La France souhaite durcir les sanctions en cas de fraude.

La France souhaite durcir les sanctions en cas de fraude. - Philippe Huguen - AFP

Le gouvernement a enterré le projet de taxe que devaient payer les entreprises ayant recours au travail détaché en France. Elle aurait dû être mise en place en 2018.

Le gouvernement enterre la taxe que devaient payer à partir de 2018 les entreprises ayant recours au travail détaché en France, a indiqué le ministère du Travail. La loi El Khomri de 2016 imposait aux entreprises étrangères de payer quarante euros par salarié détaché à partir du 1er janvier 2018, mais la mesure "ne verra jamais le jour" et sera supprimée par décret "début janvier", indique-t-on dans l'entourage de la ministre du Travail, Muriel Pénicaud. Ce "droit de timbre" a provoqué "des réactions assez vives de nos partenaires et de la Commission européenne" qui a mis en doute sa légalité, précise-t-on.

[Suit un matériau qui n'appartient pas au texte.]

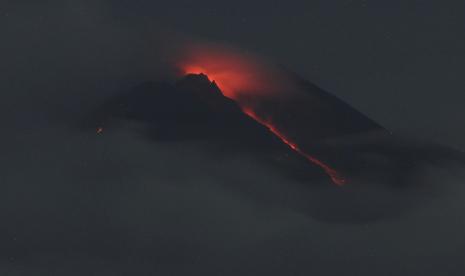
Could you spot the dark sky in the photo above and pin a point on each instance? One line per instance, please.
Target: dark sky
(76, 203)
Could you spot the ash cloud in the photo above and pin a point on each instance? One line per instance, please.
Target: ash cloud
(74, 202)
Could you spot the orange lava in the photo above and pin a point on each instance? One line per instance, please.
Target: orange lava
(333, 174)
(235, 77)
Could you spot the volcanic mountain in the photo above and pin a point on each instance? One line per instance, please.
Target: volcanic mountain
(344, 147)
(196, 108)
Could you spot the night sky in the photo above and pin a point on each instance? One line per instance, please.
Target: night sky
(77, 202)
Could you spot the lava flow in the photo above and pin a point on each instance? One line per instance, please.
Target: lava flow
(234, 77)
(333, 174)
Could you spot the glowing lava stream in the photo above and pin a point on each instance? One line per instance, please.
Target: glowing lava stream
(332, 173)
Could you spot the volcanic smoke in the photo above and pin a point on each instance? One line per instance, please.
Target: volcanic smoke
(236, 76)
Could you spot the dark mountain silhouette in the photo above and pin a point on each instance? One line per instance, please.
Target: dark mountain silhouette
(194, 110)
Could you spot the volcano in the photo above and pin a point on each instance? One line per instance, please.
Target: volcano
(195, 107)
(357, 155)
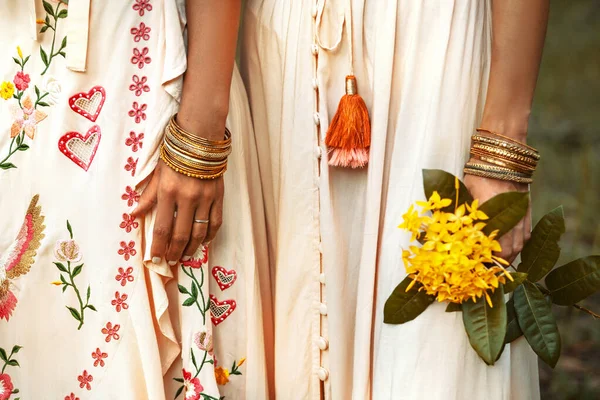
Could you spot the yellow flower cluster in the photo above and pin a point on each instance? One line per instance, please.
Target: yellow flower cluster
(455, 263)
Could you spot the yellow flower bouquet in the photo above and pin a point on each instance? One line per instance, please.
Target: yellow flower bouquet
(453, 261)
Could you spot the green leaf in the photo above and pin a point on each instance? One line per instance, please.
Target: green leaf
(486, 326)
(513, 330)
(74, 313)
(541, 252)
(536, 320)
(505, 211)
(61, 267)
(403, 306)
(518, 278)
(445, 184)
(574, 281)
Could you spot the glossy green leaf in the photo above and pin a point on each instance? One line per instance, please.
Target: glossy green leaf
(518, 278)
(542, 251)
(486, 326)
(445, 184)
(574, 281)
(536, 320)
(403, 306)
(504, 211)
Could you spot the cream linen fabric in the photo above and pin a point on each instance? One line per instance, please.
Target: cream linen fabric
(422, 69)
(141, 333)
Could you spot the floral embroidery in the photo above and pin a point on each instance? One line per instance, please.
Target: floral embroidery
(68, 251)
(99, 357)
(143, 32)
(139, 85)
(125, 276)
(19, 256)
(129, 223)
(141, 57)
(141, 6)
(111, 332)
(131, 165)
(119, 302)
(51, 22)
(84, 380)
(135, 141)
(131, 196)
(137, 112)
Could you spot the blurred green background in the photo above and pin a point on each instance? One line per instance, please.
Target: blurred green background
(565, 127)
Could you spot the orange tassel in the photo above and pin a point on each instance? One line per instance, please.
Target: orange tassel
(349, 135)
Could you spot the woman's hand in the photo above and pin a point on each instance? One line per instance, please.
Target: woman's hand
(180, 200)
(486, 188)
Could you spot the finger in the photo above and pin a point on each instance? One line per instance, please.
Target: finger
(162, 226)
(148, 197)
(181, 232)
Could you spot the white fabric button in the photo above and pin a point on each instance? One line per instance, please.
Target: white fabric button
(323, 374)
(323, 309)
(322, 343)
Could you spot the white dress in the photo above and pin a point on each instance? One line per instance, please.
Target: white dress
(422, 68)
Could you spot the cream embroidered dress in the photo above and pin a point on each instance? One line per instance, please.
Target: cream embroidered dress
(86, 90)
(421, 67)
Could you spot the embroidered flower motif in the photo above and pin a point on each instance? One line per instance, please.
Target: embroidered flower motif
(119, 302)
(26, 118)
(141, 6)
(141, 33)
(124, 275)
(131, 196)
(127, 250)
(129, 223)
(141, 57)
(111, 332)
(131, 165)
(7, 89)
(67, 250)
(135, 141)
(192, 387)
(6, 387)
(98, 357)
(84, 380)
(139, 85)
(137, 112)
(21, 80)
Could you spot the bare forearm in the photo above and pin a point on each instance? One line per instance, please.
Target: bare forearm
(519, 30)
(212, 36)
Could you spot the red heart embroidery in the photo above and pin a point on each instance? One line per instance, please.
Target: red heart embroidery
(81, 149)
(88, 104)
(220, 310)
(225, 279)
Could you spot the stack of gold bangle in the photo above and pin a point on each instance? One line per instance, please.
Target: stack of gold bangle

Par ailleurs, le gouvernement prépare pour "fin janvier, début février" une septième et "dernière" ordonnance, consacrée au détachement et articulée autour de trois mesures principales, selon la même source. Premièrement, les entreprises hors la loi (celles qui ne déclareront pas leurs salariés détachés ou ne respecteront pas le salaire minimum, par exemple) devront s'acquitter d'une "contribution forfaitaire" en plus des amendes déjà existantes. Ne pas la payer pourra entraîner "la suspension de l'activité", une sanction "beaucoup plus dissuasive qu'une amende même à 7 chiffres", alors qu'actuellement le taux de recouvrement atteint seulement "37%", selon le ministère.

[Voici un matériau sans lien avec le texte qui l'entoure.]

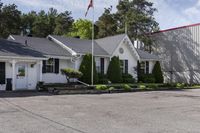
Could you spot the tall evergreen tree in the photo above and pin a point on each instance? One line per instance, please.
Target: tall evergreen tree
(52, 14)
(27, 21)
(138, 16)
(9, 20)
(40, 26)
(64, 23)
(81, 28)
(107, 24)
(114, 71)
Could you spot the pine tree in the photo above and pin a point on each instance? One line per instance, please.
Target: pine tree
(114, 71)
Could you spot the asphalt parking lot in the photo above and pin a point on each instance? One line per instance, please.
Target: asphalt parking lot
(142, 112)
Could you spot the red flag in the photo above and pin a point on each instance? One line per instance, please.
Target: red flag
(89, 6)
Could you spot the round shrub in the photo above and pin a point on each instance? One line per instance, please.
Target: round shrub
(71, 73)
(126, 87)
(86, 67)
(101, 87)
(114, 71)
(102, 79)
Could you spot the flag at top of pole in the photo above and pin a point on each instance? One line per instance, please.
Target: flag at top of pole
(91, 5)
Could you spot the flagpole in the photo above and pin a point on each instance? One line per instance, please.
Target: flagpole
(92, 73)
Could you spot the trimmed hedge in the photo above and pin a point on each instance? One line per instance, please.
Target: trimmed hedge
(114, 71)
(71, 73)
(103, 79)
(86, 67)
(128, 78)
(147, 78)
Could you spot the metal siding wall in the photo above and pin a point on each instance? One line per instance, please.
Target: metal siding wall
(179, 50)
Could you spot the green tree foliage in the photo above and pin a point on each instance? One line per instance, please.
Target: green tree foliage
(107, 24)
(63, 23)
(27, 21)
(138, 14)
(157, 72)
(81, 28)
(9, 20)
(52, 14)
(86, 67)
(40, 26)
(114, 71)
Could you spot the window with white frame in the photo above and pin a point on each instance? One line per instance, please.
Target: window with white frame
(144, 67)
(98, 65)
(50, 65)
(124, 66)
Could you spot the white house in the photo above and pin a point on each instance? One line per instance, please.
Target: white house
(20, 63)
(53, 53)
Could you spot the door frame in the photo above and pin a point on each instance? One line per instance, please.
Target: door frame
(26, 76)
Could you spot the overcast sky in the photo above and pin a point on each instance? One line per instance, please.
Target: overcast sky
(171, 13)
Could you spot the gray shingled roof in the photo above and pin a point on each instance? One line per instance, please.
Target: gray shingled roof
(146, 56)
(42, 45)
(81, 46)
(109, 44)
(14, 49)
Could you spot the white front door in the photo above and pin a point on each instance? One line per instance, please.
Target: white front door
(21, 76)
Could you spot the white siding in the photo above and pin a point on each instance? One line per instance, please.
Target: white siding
(127, 55)
(58, 78)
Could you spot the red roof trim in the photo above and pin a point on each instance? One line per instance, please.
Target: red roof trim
(176, 28)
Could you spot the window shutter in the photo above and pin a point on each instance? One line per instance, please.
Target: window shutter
(57, 66)
(44, 67)
(2, 73)
(126, 66)
(102, 65)
(147, 67)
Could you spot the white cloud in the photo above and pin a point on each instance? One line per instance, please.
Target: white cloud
(167, 16)
(193, 12)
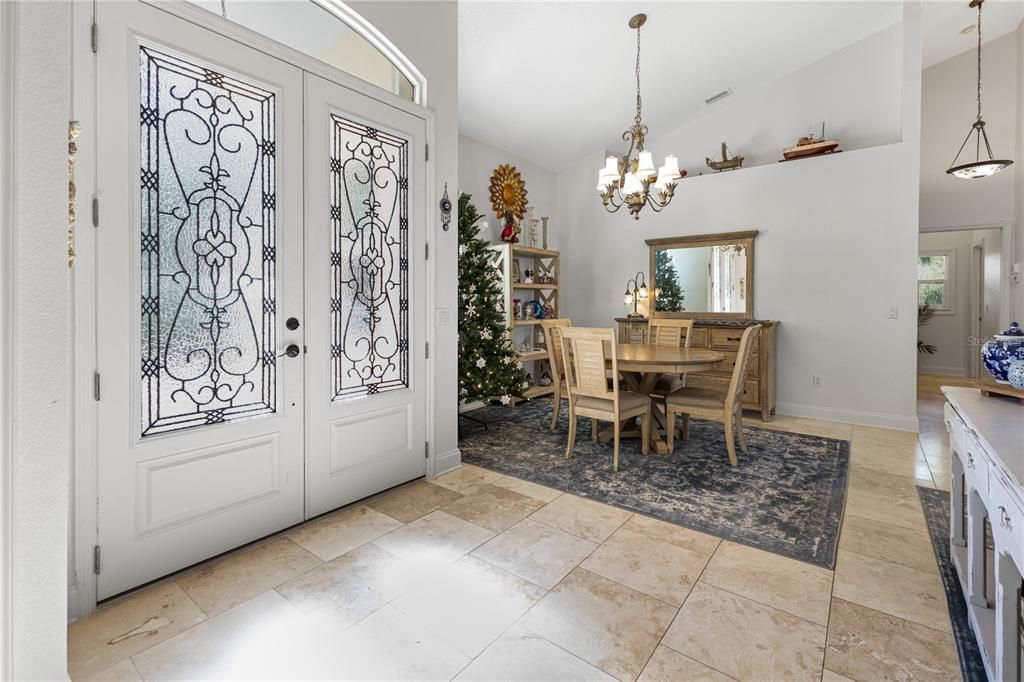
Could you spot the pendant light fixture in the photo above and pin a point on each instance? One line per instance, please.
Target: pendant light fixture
(632, 180)
(979, 167)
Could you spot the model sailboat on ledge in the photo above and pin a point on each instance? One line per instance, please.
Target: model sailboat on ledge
(810, 145)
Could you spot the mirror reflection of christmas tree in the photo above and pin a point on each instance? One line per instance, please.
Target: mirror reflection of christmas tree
(670, 295)
(488, 368)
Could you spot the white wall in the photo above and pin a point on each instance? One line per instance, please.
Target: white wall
(856, 91)
(427, 33)
(838, 236)
(948, 109)
(41, 313)
(1018, 289)
(477, 161)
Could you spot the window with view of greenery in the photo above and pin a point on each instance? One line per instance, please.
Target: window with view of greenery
(934, 280)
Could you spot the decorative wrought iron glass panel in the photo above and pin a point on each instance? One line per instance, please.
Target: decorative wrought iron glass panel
(369, 260)
(207, 245)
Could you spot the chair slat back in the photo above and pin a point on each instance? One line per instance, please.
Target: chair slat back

Développer des "accords bilatéraux"

Deuxièmement, la France veut développer des "accords bilatéraux pour les travailleurs transfrontaliers" qui, en théorie, doivent faire l'objet d'une déclaration de détachement à chaque prestation. Le ministère envisage une déclaration unique qui couvrirait, par exemple, 12 mois glissants pour une même activité.

Enfin, une réflexion est menée afin "d'alléger les formalités administratives pour certains types de prestations", a indiqué le ministère, citant le cas des artistes et des formateurs. Deux options sont sur la table: dresser une liste d'activités non soumises à la déclaration de détachement, ou fixer une durée de détachement en-deçà de laquelle la déclaration ne serait pas obligatoire. La septième ordonnance sera applicable dès sa publication, sauf pour la "contribution forfaitaire" qui n'entrera en vigueur qu'au 1er janvier 2019.